Un ricordo di Giorgio Petrocchi, raffinato studioso di letteratura italiana, scomparso trent’anni fa (1921-1989)
Come si divertivano. Come doveva essere bella la vita di docenti e studiosi quando erano ancora lontani i tempi dell’Anvur, dell’ansia da valutazione, delle piattaforme elettroniche e di tutto quell’oceano di plastica burocratica che ora soffoca e divora quasi tutte le energie, senza lasciare se non poco tempo di lucidità e concentrazione, libera da una opprimente stanchezza, per fare altro. E “si divertivano” non significa che fossero poco seri, anzi: riuscivano a trovare nello studio e nella ricerca quei piaceri segreti, noti solo a chi li coltiva per vocazione e con dedizione, fatti di puro amore e di senso dell’avventura.
Questo viene da pensare ripercorrendo la vita di un uomo come Giorgio Petrocchi, scomparso trent’anni fa, il 7 febbraio del 1989. Uno che conosceva a fondo l’intero arco della letteratura italiana e proprio per questo non si stancava di scoprirla, di indagare fra i suoi secoli, di interrogarsi sui suoi significati per le generazioni presenti, passate e per quelle che verranno, con quel “sentimento di anni irripetibili, sereni nonostante tutto, anche se la coltre del tempo reca con sé rimpianti e mestizie”, come scriveva nella premessa al suo Rinascimento italiano.
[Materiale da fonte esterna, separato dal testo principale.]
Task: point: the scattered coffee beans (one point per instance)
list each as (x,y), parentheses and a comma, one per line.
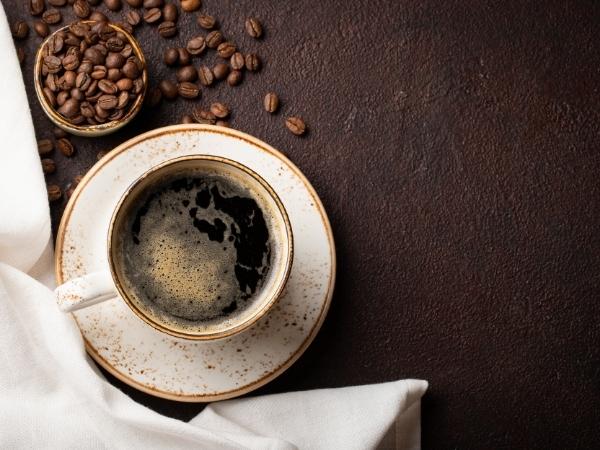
(296,125)
(65,146)
(45,146)
(54,192)
(170,13)
(207,22)
(48,166)
(253,28)
(234,78)
(188,90)
(220,71)
(252,62)
(52,16)
(168,89)
(205,75)
(213,39)
(237,61)
(171,56)
(41,28)
(20,29)
(113,5)
(271,102)
(190,5)
(219,110)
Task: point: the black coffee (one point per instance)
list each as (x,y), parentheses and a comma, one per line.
(195,248)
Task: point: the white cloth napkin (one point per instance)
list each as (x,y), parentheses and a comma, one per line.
(52,395)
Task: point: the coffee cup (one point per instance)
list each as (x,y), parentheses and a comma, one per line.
(199,247)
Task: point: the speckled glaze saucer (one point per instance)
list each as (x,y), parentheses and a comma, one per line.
(175,368)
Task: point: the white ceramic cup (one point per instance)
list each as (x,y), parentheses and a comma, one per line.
(100,286)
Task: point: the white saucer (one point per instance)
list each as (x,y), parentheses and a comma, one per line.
(174,368)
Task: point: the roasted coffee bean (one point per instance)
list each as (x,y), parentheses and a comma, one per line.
(81,9)
(184,57)
(219,110)
(107,101)
(114,74)
(213,39)
(52,16)
(50,97)
(187,73)
(187,119)
(296,125)
(59,133)
(171,56)
(170,13)
(65,146)
(124,84)
(188,90)
(116,60)
(41,28)
(237,61)
(122,100)
(99,72)
(48,166)
(190,5)
(133,18)
(70,108)
(71,62)
(226,49)
(271,102)
(152,15)
(108,87)
(94,55)
(205,117)
(154,97)
(196,45)
(77,94)
(85,66)
(54,192)
(168,89)
(45,146)
(130,70)
(205,75)
(234,78)
(167,29)
(252,62)
(36,7)
(220,71)
(98,17)
(20,29)
(55,44)
(207,22)
(127,51)
(52,63)
(113,5)
(253,27)
(115,44)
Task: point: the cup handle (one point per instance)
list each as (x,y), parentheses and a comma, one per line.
(85,291)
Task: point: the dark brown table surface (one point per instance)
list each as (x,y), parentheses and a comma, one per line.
(456,147)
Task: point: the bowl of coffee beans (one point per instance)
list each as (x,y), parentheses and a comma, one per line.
(90,78)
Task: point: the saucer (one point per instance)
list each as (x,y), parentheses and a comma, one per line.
(174,368)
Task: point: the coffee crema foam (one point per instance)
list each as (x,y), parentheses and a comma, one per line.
(195,249)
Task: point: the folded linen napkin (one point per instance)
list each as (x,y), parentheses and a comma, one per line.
(52,395)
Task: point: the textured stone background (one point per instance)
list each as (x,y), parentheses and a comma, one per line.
(456,147)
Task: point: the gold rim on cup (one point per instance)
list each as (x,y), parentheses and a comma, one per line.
(270,300)
(90,130)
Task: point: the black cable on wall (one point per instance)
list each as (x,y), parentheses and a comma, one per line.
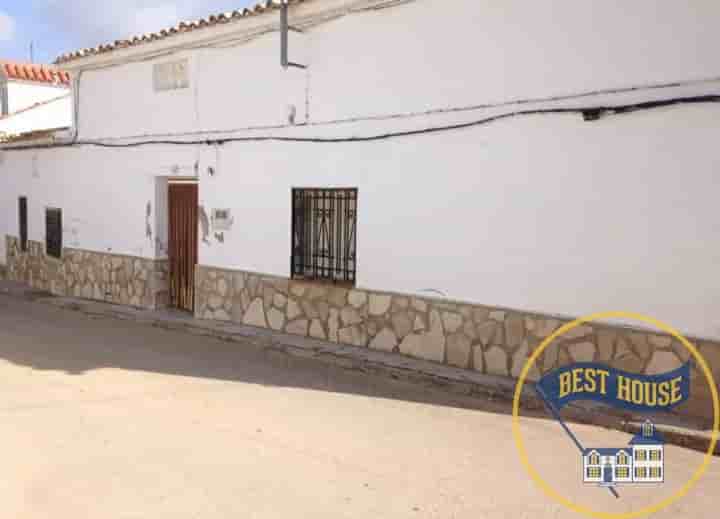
(589,113)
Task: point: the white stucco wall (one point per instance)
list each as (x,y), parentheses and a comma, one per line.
(103,194)
(52,114)
(425,55)
(23,94)
(546,213)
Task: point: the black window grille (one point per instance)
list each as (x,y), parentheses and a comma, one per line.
(53,232)
(22,219)
(324,224)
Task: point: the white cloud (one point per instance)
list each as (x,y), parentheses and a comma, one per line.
(86,23)
(7,27)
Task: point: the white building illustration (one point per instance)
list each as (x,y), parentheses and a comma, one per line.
(641,462)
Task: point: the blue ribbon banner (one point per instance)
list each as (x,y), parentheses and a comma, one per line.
(599,382)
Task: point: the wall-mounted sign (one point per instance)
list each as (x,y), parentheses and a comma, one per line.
(171,76)
(221,219)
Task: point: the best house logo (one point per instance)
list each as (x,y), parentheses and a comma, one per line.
(642,460)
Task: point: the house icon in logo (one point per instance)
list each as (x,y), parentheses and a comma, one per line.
(642,461)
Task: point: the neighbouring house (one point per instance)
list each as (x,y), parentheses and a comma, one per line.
(445,179)
(33,97)
(642,462)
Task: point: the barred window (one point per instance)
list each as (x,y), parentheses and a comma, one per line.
(324,223)
(53,232)
(22,220)
(593,472)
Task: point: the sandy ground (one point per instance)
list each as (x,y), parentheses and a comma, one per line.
(113,419)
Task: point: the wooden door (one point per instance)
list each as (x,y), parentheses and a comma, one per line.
(182,243)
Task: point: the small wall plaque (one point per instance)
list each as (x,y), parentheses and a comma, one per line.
(221,219)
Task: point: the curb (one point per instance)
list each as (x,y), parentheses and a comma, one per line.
(353,359)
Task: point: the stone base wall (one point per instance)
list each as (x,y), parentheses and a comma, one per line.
(112,278)
(489,340)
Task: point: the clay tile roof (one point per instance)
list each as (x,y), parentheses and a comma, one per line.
(34,72)
(181,27)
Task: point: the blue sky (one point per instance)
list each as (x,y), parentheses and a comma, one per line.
(57,26)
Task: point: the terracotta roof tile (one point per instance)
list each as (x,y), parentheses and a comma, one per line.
(181,27)
(34,72)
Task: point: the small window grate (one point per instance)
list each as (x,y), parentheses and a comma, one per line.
(22,219)
(53,232)
(324,223)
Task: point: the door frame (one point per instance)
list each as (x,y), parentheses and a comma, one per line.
(183,246)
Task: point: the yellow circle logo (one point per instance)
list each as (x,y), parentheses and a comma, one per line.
(576,507)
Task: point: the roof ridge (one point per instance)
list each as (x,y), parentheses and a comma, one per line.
(37,72)
(35,105)
(181,27)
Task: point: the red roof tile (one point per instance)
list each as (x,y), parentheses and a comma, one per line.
(34,72)
(182,27)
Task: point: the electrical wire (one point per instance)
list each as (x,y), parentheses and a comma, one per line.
(589,113)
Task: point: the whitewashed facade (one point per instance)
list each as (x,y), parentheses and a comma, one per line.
(33,97)
(546,214)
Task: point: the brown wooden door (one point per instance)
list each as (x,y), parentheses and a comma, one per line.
(182,243)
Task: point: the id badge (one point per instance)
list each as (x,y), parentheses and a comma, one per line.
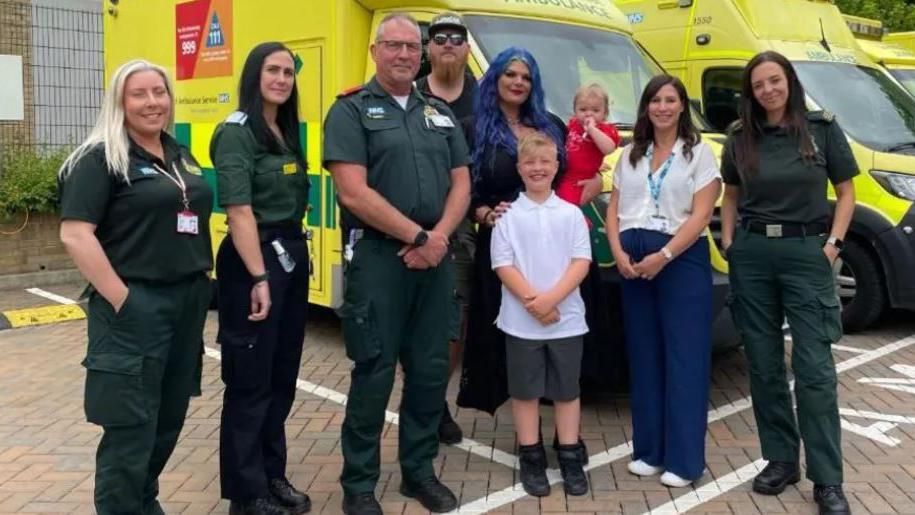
(659,223)
(187,223)
(441,120)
Rileggere le pagine dei suoi splendidi libri fa pensare proprio a quei dipinti rinascimentali italiani, in cui una luce d’oro percorre i paesaggi del tramonto, incontrando figure umane e carezzando i loro gesti di gioia e sofferenza. Con intuito paziente, Petrocchi sapeva collegare dettagli e ricostruire le verità nei testi come nelle esistenze dei loro autori, che fossero Aretino o Folengo, Carducci o Leopardi, San Francesco o Gasparo Gozzi. Lo incuriosivano Foscolo traduttore di Saffo come Giovanni Faldella, Giacosa come Silone, e gli stranieri altrettanto: Pushkin, per esempio, di cui firmò una Introduzione al teatro nel 1942. Lo interessava la letteratura regionale: sono del 1948 gli Scrittori piemontesi del secondo Ottocento; era un fine lettore dei mistici, come Angela da Foligno, ma anche dei classici, come Orazio o Virgilio; l’attenzione per Dante, Tasso e Manzoni è continua per l’intero arco della sua attività, conclusa anzitempo e di colpo. Appena prima della morte improvvisa era intento a preparare una lettura radiofonica della Commedia.
Il suo archivio, accuratamente custodito dalla figlia Francesca, che ha seguito l’esempio e il lavoro del padre, contiene molti inediti e un vastissimo epistolario, con scambi di opinioni, ragguagli, idee, in lettere fra Petrocchi e Gianfranco Contini, Corrado Alvaro, Giuseppe De Robertis, Maria Corti, Luciano Anceschi, Giuseppe Dessì, Vittore Branca (solo per citare i nomi più conosciuti).
Lettere piene di intelligenza, di confidenza e di fiducia, se una grande studiosa gli confessava “Mi farei coraggio e affronterei la vita della pensionata. Non c’è altro modo di lavorare in pace”, e ancora, in un altro passaggio: “Se prima o poi mi deciderò, in un testo estemporaneo, a tracciare un quadro della vita universitaria italiana, la materia non mi mancherà certo; per ora, colleziono impressioni”.
Se questi quadri venissero tracciati, se fra le carte ancora inedite di Giorgio Petrocchi si scoprissero memorie di quegli anni, si proporrebbero ai nostri tempi – avvolti in un sonno inquieto – come testimonianze di impegno civile oltre che culturale, ma soprattutto spirituale, quello di cui forse oggi abbiamo più bisogno.